3. I went home sick from work mid-morning Monday with the sniffles (and now a slight cough) and have been working from home since then. While it’s not an ideal situation compared to being in the office, it’s doable, and for that I’m very lucky. The kiddo has been home with me as well, which means my work days start earlier and end later, but I still get work done.

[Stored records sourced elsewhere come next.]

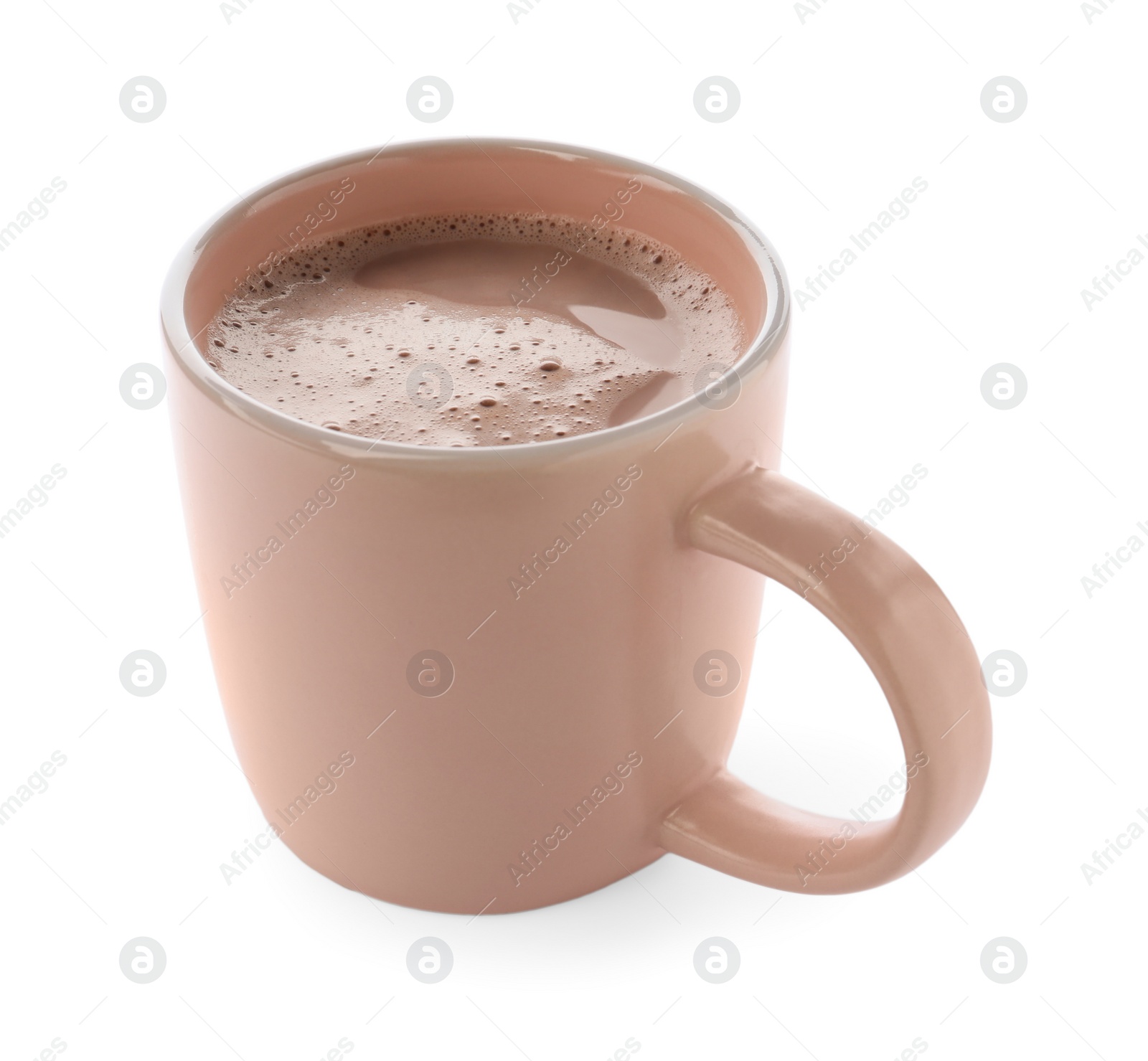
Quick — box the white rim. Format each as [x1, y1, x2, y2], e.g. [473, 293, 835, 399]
[159, 136, 790, 470]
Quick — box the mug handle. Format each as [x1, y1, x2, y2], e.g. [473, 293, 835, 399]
[658, 468, 992, 895]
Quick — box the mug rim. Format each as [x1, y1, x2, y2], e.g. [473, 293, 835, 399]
[159, 136, 791, 470]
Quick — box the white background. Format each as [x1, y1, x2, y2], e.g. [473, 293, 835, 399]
[0, 0, 1148, 1061]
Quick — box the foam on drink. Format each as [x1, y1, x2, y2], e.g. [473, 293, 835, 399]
[204, 214, 745, 445]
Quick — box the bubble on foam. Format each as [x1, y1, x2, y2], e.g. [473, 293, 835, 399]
[207, 214, 744, 445]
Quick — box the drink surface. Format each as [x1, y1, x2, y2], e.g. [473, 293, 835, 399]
[204, 214, 744, 447]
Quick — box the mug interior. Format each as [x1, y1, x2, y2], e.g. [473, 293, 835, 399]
[164, 138, 788, 453]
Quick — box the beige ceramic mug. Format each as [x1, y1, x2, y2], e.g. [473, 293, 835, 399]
[162, 140, 989, 914]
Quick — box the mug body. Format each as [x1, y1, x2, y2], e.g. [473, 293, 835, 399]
[163, 140, 788, 914]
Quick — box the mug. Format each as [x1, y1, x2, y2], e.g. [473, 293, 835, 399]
[162, 139, 991, 915]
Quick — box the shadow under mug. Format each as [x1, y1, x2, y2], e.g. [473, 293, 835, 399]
[162, 139, 991, 914]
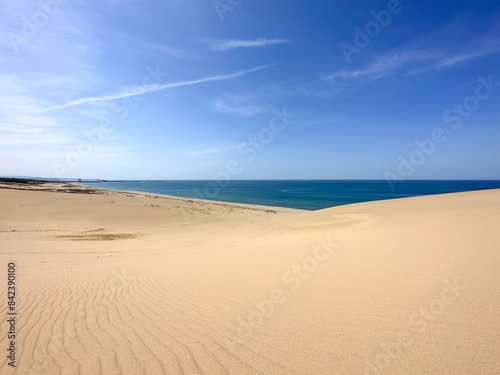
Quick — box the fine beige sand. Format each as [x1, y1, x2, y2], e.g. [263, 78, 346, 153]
[0, 184, 500, 375]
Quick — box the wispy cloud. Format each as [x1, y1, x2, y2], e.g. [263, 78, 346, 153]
[323, 42, 500, 81]
[214, 100, 267, 116]
[208, 38, 288, 51]
[45, 65, 272, 111]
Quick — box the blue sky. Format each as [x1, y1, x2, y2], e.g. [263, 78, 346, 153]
[0, 0, 500, 179]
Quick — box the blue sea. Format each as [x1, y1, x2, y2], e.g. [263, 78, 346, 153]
[82, 180, 500, 210]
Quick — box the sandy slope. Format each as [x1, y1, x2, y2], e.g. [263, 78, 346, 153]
[0, 189, 500, 375]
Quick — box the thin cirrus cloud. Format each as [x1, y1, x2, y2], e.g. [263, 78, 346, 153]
[208, 38, 288, 51]
[214, 100, 266, 116]
[44, 65, 274, 111]
[323, 44, 499, 81]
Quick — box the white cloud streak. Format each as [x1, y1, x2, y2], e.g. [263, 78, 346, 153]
[44, 65, 273, 111]
[209, 38, 288, 51]
[323, 43, 500, 81]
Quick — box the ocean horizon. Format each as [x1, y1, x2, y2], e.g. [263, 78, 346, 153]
[80, 180, 500, 210]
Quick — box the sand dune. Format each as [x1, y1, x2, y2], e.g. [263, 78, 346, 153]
[0, 189, 500, 375]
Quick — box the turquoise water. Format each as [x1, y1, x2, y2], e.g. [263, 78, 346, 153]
[80, 180, 500, 210]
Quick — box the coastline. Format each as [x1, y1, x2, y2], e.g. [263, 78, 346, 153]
[0, 179, 304, 213]
[0, 183, 500, 375]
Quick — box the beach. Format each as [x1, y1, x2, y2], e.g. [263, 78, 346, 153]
[0, 183, 500, 375]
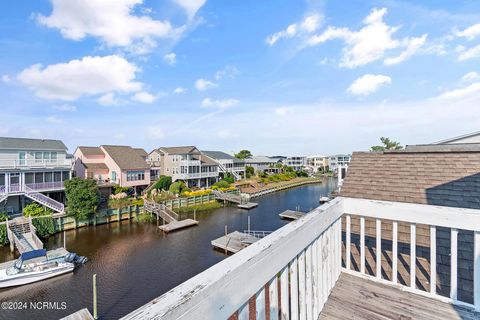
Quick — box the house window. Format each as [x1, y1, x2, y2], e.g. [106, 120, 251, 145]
[127, 171, 145, 181]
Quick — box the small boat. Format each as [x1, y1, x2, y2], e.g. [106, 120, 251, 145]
[320, 197, 331, 204]
[0, 249, 86, 288]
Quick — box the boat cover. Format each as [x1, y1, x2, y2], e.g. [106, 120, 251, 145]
[20, 249, 47, 261]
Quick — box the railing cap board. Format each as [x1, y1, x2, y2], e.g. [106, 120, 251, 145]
[339, 197, 480, 231]
[120, 199, 343, 319]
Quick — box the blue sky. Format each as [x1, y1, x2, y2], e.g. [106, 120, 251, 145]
[0, 0, 480, 155]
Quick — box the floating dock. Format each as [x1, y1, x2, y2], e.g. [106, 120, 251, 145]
[0, 248, 68, 269]
[211, 231, 249, 253]
[278, 210, 306, 220]
[158, 219, 199, 233]
[237, 202, 258, 210]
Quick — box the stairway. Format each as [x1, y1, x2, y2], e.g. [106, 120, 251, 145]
[25, 186, 65, 213]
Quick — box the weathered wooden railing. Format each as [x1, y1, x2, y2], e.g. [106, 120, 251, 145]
[343, 198, 480, 310]
[125, 199, 343, 319]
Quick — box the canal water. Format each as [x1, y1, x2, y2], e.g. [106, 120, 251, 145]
[0, 178, 335, 320]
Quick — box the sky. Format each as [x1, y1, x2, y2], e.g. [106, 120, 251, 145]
[0, 0, 480, 155]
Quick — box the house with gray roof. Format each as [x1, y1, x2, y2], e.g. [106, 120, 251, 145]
[73, 145, 150, 192]
[0, 137, 72, 214]
[147, 146, 219, 188]
[202, 151, 245, 180]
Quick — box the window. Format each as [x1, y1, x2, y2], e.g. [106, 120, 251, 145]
[127, 171, 145, 181]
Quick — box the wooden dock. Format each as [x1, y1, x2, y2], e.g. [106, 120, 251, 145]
[60, 308, 93, 320]
[211, 231, 248, 253]
[237, 202, 258, 210]
[0, 248, 68, 269]
[158, 219, 199, 233]
[278, 210, 306, 220]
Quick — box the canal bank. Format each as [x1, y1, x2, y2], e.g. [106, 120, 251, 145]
[0, 179, 335, 319]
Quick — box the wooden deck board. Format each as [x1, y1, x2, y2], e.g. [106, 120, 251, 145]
[158, 219, 198, 232]
[319, 273, 480, 320]
[278, 210, 306, 220]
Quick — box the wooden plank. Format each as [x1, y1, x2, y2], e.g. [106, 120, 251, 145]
[290, 257, 300, 320]
[280, 267, 290, 320]
[268, 275, 278, 320]
[305, 245, 313, 320]
[392, 221, 398, 283]
[360, 217, 365, 273]
[410, 223, 417, 289]
[298, 250, 307, 320]
[450, 229, 458, 300]
[430, 226, 437, 294]
[375, 219, 382, 279]
[255, 287, 266, 320]
[473, 231, 480, 312]
[345, 214, 352, 270]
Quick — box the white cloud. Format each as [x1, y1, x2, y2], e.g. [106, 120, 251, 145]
[97, 92, 121, 106]
[37, 0, 185, 53]
[202, 98, 240, 109]
[347, 74, 392, 96]
[457, 45, 480, 61]
[265, 13, 323, 46]
[17, 55, 142, 101]
[462, 71, 480, 82]
[383, 34, 427, 66]
[2, 74, 12, 83]
[195, 78, 218, 91]
[308, 8, 426, 68]
[275, 107, 293, 117]
[436, 82, 480, 101]
[174, 0, 207, 19]
[455, 23, 480, 40]
[214, 66, 240, 81]
[173, 87, 187, 94]
[52, 104, 77, 112]
[46, 116, 62, 124]
[145, 126, 165, 139]
[163, 52, 177, 66]
[132, 91, 158, 103]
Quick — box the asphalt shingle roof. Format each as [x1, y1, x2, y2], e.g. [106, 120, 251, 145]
[340, 150, 480, 209]
[0, 137, 67, 151]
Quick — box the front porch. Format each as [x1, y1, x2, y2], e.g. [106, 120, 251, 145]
[124, 197, 480, 320]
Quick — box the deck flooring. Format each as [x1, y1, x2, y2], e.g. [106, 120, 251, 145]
[319, 272, 480, 320]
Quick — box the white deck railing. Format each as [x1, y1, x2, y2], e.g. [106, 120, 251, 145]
[124, 198, 480, 320]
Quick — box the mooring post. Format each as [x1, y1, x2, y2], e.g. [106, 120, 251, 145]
[93, 274, 98, 319]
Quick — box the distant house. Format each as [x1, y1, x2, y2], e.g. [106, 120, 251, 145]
[74, 145, 150, 192]
[202, 151, 245, 180]
[147, 146, 219, 188]
[433, 131, 480, 144]
[0, 138, 72, 214]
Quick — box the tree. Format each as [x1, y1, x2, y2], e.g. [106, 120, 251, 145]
[65, 178, 100, 220]
[370, 137, 403, 151]
[235, 150, 252, 160]
[155, 175, 172, 190]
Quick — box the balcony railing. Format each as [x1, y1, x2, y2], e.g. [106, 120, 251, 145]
[121, 198, 480, 319]
[0, 159, 72, 169]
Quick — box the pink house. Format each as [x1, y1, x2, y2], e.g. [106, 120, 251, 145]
[73, 145, 150, 191]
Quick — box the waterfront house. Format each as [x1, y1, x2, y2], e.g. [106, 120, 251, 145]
[147, 146, 219, 188]
[124, 147, 480, 320]
[74, 145, 150, 193]
[0, 138, 72, 214]
[202, 151, 245, 180]
[245, 156, 282, 172]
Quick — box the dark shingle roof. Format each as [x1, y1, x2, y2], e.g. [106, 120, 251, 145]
[78, 146, 105, 156]
[340, 151, 480, 209]
[102, 146, 150, 170]
[0, 137, 67, 151]
[158, 146, 200, 154]
[202, 151, 245, 163]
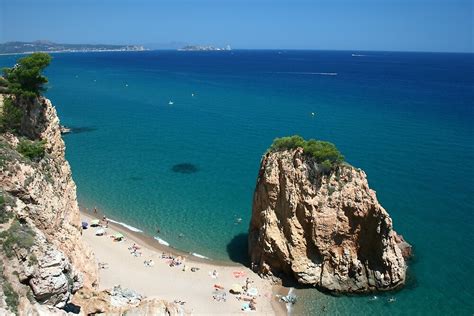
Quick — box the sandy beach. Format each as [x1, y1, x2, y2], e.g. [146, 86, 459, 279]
[81, 212, 286, 315]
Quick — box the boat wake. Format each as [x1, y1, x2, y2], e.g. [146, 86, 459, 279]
[272, 71, 338, 76]
[191, 252, 209, 259]
[107, 218, 143, 233]
[153, 236, 170, 247]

Considering our childcare situation is 3/5 women over the age of sixty – up to eighty-five, we realize we have to be extra cautious. The Coronavirus is most dangerous to older adults, and our county’s public health department announced Wednesday that anyone who is higher risk should consider staying home and away from crowds for the next few weeks. Microsoft, Google, Amazon, and Boeing, among other companies large and small have implemented sweeping work from home policies. The Northshore School District – right next to us – has closed for 14 days.
I don’t know what the coming weeks will bring, but I’m very thankful for the flexibility I have with my job. There are so many businesses that can’t operate remotely, or only partially – usually the better paid portion. Just like with stocking up and being prepared with extra emergency supplies, it is mostly the people who can’t afford to stay home sick who will continue to have to work even in less than ideal situations.
The same is true for our small businesses, who have been suffering in the wake of the outbreak. To do something from them remotely, I’ve purchased a couple of gift cards from local businesses (surprisingly hard because many small local businesses don’t have gift cards), donated to Hopelink, and bought some Girl Scout cookies online from a troop who had to cancel their events.
4. I’ve especially appreciated the access we have to nature, considering we’ve been attempting to stay away from crowds right now. We have miles of trails behind our house, and they aren’t terribly busy, especially during the day. While it means we’ve been sticking to the quieter places (see: not the playground), we have a lot of area to roam regardless.
This week – other than purchases over the weekend – has been almost entirely zero spend. Movie night via Netflix, meals at home, and play in and outside the house. And not a single take out our restaurant meal to be seen.
5. The kiddo and I have spent a decent amount of time out in the garden, both cleaning up the dead plants from last fall and planting new ones for this spring. The weather has actually been quite cooperative, which makes staying close to home feel a lot nicer. We’ve pruned the hazelnuts and blueberries, mulched the rhubarb, planted peas, lettuce, and carrots.
The dead hops vines, herb shoots, and asparagus plants gone to seed that have been sitting in the garden beds for far too long have finally made it into the yard waste bin. The bright spot of this week has definitely been the outdoors: both wandering the trails and exclaiming over new growth in the garden.
Sunday through Thursday saw walks through the woods and time in the garden. While we avoided businesses since I’ve had a slight cold, we’ve gotten outdoors – and I’ve at least hit my 12,000 step goal at minimum every day.
Monday I decided to look up some line dancing videos on YouTube and ended up spending an hour dancing to them. My friends and I used to go to Little Red Hen regularly for line dancing on Monday nights, and I’ve missed it. Dancing to the videos made me realize I should at least do more of that, and then when everything settles back down again, head back for a Monday night out.
Has the Coronavirus impacted your town yet, or are things mostly business as usual still?